Executive Director’s Letter

Urban farming?
It was not long ago that this phrase would have been regarded as an oxymoron. Urban gardening, on the other hand, has a long and treasured place in cities, including Cleveland. In fact, our Foundation’s 1996 annual report featured a photo essay on the urban gardens that each summer festoon our neighborhoods. This year, we widen the photographic lens to embrace that more expansive expression of city agriculture – the urban farm.

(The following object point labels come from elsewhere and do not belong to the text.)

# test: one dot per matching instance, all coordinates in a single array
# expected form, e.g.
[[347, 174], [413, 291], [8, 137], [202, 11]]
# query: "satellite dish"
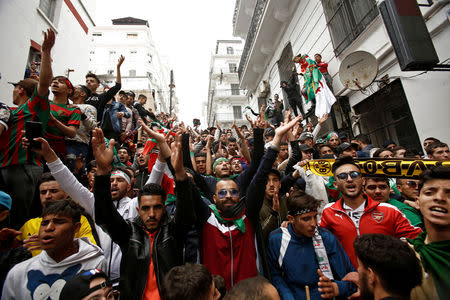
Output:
[[358, 70]]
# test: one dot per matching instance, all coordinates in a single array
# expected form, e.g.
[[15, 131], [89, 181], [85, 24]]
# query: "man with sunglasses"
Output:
[[378, 189], [231, 239], [409, 190], [64, 119], [356, 213]]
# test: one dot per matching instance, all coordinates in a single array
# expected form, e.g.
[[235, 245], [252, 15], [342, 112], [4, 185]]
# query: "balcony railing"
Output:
[[236, 9], [227, 117], [228, 92], [254, 25]]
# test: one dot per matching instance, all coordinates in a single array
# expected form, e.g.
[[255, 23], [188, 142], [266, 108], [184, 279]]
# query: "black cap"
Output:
[[27, 84], [132, 94], [305, 135], [86, 91], [344, 146], [78, 287], [305, 147]]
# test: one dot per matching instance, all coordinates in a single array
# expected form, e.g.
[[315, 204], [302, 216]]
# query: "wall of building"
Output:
[[221, 99], [427, 94], [22, 21]]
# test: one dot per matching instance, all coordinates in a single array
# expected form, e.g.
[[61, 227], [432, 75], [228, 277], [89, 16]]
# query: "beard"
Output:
[[366, 293]]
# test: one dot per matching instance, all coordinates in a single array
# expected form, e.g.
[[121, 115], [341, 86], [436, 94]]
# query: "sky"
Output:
[[186, 33]]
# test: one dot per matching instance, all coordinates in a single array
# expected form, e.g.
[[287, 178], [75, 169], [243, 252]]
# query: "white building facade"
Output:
[[406, 108], [226, 101], [23, 23], [144, 70]]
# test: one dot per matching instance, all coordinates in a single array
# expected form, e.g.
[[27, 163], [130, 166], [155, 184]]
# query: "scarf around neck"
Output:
[[238, 221], [435, 259]]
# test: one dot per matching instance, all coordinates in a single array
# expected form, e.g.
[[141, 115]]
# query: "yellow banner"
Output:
[[391, 167]]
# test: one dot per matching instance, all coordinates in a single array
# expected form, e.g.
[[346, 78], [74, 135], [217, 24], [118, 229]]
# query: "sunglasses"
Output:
[[411, 184], [223, 193], [344, 176]]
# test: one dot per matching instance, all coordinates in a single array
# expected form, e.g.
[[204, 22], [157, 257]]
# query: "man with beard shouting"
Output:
[[230, 232], [355, 213]]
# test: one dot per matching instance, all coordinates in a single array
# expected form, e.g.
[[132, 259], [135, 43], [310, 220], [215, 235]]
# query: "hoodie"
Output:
[[40, 277]]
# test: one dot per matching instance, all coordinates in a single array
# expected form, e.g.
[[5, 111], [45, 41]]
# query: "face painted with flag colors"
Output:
[[120, 184]]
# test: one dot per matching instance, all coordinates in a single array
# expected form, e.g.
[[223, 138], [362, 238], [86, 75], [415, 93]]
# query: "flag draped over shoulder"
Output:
[[316, 86]]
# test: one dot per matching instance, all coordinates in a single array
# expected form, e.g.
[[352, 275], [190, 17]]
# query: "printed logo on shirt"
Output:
[[378, 216], [322, 166], [49, 286]]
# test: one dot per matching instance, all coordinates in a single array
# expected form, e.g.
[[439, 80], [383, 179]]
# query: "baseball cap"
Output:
[[270, 131], [343, 135], [305, 135], [305, 147], [344, 146], [78, 287], [5, 200], [27, 84], [86, 91]]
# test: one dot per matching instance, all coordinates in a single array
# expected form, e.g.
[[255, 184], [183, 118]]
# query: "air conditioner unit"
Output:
[[409, 35], [263, 89]]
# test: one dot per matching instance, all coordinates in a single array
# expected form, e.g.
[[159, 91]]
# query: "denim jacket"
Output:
[[113, 110]]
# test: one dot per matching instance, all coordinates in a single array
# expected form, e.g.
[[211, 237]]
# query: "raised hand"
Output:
[[323, 119], [46, 151], [159, 137], [103, 156], [275, 201], [49, 41], [120, 61], [238, 131], [79, 164], [327, 288], [285, 127], [177, 158], [32, 243], [252, 124]]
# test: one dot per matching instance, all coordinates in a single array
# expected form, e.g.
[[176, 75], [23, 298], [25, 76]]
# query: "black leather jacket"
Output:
[[134, 240]]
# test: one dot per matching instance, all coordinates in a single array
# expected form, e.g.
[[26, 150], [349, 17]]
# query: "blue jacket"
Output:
[[113, 110], [299, 265]]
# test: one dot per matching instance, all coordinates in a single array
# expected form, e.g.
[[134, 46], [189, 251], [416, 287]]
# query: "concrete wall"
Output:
[[152, 71], [21, 20], [427, 94]]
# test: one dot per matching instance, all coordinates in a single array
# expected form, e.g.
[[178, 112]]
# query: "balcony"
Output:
[[228, 117], [269, 22], [229, 93]]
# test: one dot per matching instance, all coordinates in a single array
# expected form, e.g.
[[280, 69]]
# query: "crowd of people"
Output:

Cleveland neighborhoods have abundant vacant land, the result of many damaging forces in recent decades. But creative urbanists saw the verdant potential in that land. Cleveland Neighborhood Progress, Kent State University’s Cleveland Urban Design Collaborative and the Cleveland City Planning Commission spearheaded creative thinking about that land with a program called Re-Imagining a More Sustainable Cleveland. Cleveland became the nation’s first city to adopt an urban agriculture overlay district in its zoning code. This work helped jump start the urban farming boom, putting vacant land back into productive use, and the city now has 55 farms, a threefold increase in the past five years.

Farms create a sense of community in their neighborhoods.

For some parcels, farming was conceived as a transitional use. But the benefits of farming have proven to be so overwhelming that any effort to repurpose many farms, including the three that are visually captured in this annual report, would certainly meet stiff resistance. The George Gund Foundation’s support for the urban farming movement in Cleveland has its roots in many of the values that animate our work, and they are captured in these additional ways that city farming pays off:

  • Agriculture puts people to work. Some of those who are tilling city soil might have difficulty finding jobs. This includes the new immigrants who work at the Ohio City Farm under the sponsorship of The Refugee Response and the clients of the Cuyahoga County Board of Developmental Disabilities who operate the Stanard Farm on Cleveland’s east side. Both of these farms are portrayed in the photography in this year’s annual report.
  • It puts a dent in food deserts. As money and people have sprawled out in our region, many inner city neighborhoods have been left without easy access to fresh, healthy foods. Some estimate that obstacle faces more than half of the city’s residents. Farms are helping Cleveland achieve the goal set by City Council that every resident lives within a quarter mile of a community garden or farm.
  • We all benefit from a smaller carbon footprint. When food is grown locally, it not only is fresher and tastier but also means that it does not have to be shipped from some place across the country or beyond. That helps curb the use of fossil fuels. Many local restaurants are embracing this cause by purchasing fruits and vegetables from Cleveland farms. In addition, land used for farming also absorbs storm water, diverting it from our aged sewer system.
  • Farms create a sense of community in their neighborhoods. Farming is not just about the crop harvest. Many farms in the city also have festivals and events, farm stands for the sale of produce, educational programs, training sessions and more.

This unexpected bounty from urban farming should make all of us with a stake in Northeast Ohio consider it afresh, as I hope Greg Miller’s striking photographs do. One of his subjects is Rid-All Green Partnership, which creatively interconnects food, art and education on a three-acre site on the southeast side. At Rid-All, fish farming is also part of the mix. Tilapias grow in tanks next to greenhouses nurturing tomatoes, watercress and kale. And the mission transcends the crops and food, as it does at every urban farm. Keymah Durden, a cofounder of Rid-All, told Edible Cleveland, that Rid-All's work is actually a “mission to transform the city of Cleveland.”

That is a major part of our mission too, and it humbles us to observe and, where we can, to support the inspiring farmers in our midst.